Guru Besar Ilmu Penyakit Dalam Fakultas Kedokteran Universitas Indonesia (FKUI) Prof. Dr. dr. Ari Fahrial Syam, Sp.PD-KGEH., MMB, menegaskan bahwa stres memiliki konsekuensi biologis yang nyata dan tidak dapat dianggap ringan.
“Bahwa stres itu tidak boleh dianggap sederhana,” ujar Prof. Ari yang juga merupakan konsultan penyakit lambung dan pencernaan itu saat ditemui di suatu diskusi kesehatan Jakarta, Senin (19/12/2025).
Baca juga: Faktor Genetik, Stres hingga Perubahan Hormon Picu Kerontokan Rambut
Ia menjelaskan, dalam tubuh manusia terdapat mekanisme yang dikenal sebagai brain-gut axis, yakni hubungan dua arah antara otak dan saluran pencernaan.
Ketika kondisi psikologis terganggu, dampaknya dapat langsung dirasakan oleh organ pencernaan.
“Artinya kalau enggak beres, brain kita ini akan mengganggu usus kita,” kata Prof. Ari.
Dalam kondisi stres, kecemasan, atau tekanan emosional yang berlangsung terus-menerus, otak dapat memicu peningkatan produksi asam lambung.
Akibatnya, muncul keluhan seperti nyeri ulu hati, perih, mual, hingga kekambuhan gangguan lambung yang sebelumnya terkontrol.
Tidak hanya lambung, stres juga berpengaruh pada kondisi usus.
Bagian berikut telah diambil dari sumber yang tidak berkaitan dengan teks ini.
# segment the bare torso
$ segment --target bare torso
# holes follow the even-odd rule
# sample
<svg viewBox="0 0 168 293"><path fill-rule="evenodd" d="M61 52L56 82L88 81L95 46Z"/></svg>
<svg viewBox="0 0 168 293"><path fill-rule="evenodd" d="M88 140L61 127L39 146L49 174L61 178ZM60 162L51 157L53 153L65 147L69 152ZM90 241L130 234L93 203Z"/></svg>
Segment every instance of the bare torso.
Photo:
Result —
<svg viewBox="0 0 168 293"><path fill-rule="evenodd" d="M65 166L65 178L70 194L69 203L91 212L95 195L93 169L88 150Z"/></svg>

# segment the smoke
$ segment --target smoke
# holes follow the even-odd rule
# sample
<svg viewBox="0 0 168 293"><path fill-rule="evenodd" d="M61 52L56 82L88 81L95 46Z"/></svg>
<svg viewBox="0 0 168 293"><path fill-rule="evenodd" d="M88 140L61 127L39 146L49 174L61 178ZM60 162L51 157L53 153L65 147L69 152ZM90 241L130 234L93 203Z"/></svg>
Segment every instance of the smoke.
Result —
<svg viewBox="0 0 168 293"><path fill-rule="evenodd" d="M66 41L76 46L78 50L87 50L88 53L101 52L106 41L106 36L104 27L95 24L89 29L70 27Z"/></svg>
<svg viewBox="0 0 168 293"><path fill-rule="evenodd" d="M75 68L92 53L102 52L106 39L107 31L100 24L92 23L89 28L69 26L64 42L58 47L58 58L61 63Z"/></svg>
Usus yang sebelumnya stabil dapat mengalami peradangan kembali ketika seseorang berada dalam tekanan psikologis berkepanjangan.
Kondisi ini menjelaskan mengapa sebagian gangguan pencernaan sering kali berulang tanpa pemicu makanan yang jelas.
Secara ilmiah, stres juga diketahui berperan dalam meningkatkan proses peradangan di dalam tubuh.
Faktor-faktor stres yang diproses di otak dapat memengaruhi respons imun dan inflamasi sistemik.
“Karena memang sudah terbukti, ada hubungan dengan faktor-faktor stres itu di otak, itu akan menyebabkan proses radangan jadi meningkat,” jelas Prof. Ari.